Dicionário da língua da antiga Mesopotâmia terminado ao final de 90 anos
A obra, chamada "O dicionário de Assírio de Chicago", foi produzida pelo Instituto Oriental da Universidade de Chicago, Estados Unidos, e tem a explicação de 28 mil palavras em acádio, uma língua semita que foi falada e escrita nas cidades do Médio Oriente da região da Mesopotâmia, onde hoje ficam a Síria e o Iraque. Antigamente, chamava-se a esta língua o assírio, e o dicionário acabou por ficar com este nome.
Apesar da língua ser mais antiga, os significados das palavras referem-se a um período entre 2500 a.C. até 100 da nossa era. A obra ultrapassa a função de explicar o significado de uma palavra e coloca cada termo no seu contexto, fazendo várias associações históricas à literatura, à lei, à religião, ao comércio ou ao quotidiano.
“Cada termo, cada palavra torna-se uma janela para a cultura”, disse citada pelo New York Times a reitora de humanidades da Universidade, que trabalha no projecto desde 1979 e é a editora principal desde 1996.
A explicação da palavra “umu”, que significa “dia”, estende-se por 17 páginas. Uma das referências é a sua utilização na "Epopeia de Gilgamesh", escrita em acádio, uma das primeiras epopeias poéticas da humanidade, que diz: “Aqueles que tomaram coroas que em dias passados regeram a terra.”
“Muito do que se vê é absolutamente reconhecível”, disse à AP Matthew Stolper, professor da Universidade de Chicago que trabalhou na obra, intermitentemente, durante 30 anos. “As pessoas a expressarem medo e raiva, a expressarem amor, a pedirem amor.”
“Há inscrições de reis a dizerem quão fantásticos eram, e inscrições de outros que diziam que estes homens não eram assim tão fantásticos”, disse Stolper. “E há uma frase comum em cartas antigas babilónicas que quer dizer literalmente ‘não te preocupes com nada’.”
O acádio é escrito em símbolos cuneiformes e é um dos sistemas de escrita mais antigos da humanidade.

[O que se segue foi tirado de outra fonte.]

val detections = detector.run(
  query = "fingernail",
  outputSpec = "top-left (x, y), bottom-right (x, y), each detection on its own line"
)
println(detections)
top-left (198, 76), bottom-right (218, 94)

Os especialistas analisaram textos em pedra e argila. “Retirava-se o pó, e poderia emergir uma carta de alguém sobre uma nova criança na família, ou outra carta que podia ser sobre um empréstimo até à época da colheita”, disse Robert Biggs, um professor emérito do instituto que trabalhou durante 50 anos neste projecto e que como arqueólogo desenterrou tábuas que foram utilizadas para a obra.
“Apercebemo-nos que isto não foi uma cultura só de reis e rainhas, mas também de pessoas comuns, como nós, com as mesmas preocupações de segurança, alimentação e de abrigo para elas e para a sua família”, disse o arqueólogo citado pelo The Guardian, acrescentando que estas cartas lidas hoje dão vida às suas experiências. Ao longo dos 90 anos, os editores da obra foram-se sucedendo. O primeiro volume foi publicado em 1956.
Segundo Gil Stein, o director do Instituto Oriental, esta obra é “uma ferramenta de investigação indispensável para qualquer estudioso que quer explorar o registo escrito da Mesopotâmia”, disse, citado pelo New York Times, numa conferência esta segunda-feira.
“Tudo o que temos como certo tem a sua origem na Mesopotâmia, quer sejam as próprias cidades, as sociedades estatais, a invenção da roda, a forma como medimos o tempo, ou o mais importante, a invenção da escrita”, disse Matthew Stolper à AP. “Se alguma vez quisermos compreender as nossas raízes, temos que compreender esta grande primeira civilização.”
A colecção custa ao todo 1358 euros, mas está disponível livremente na internet aqui.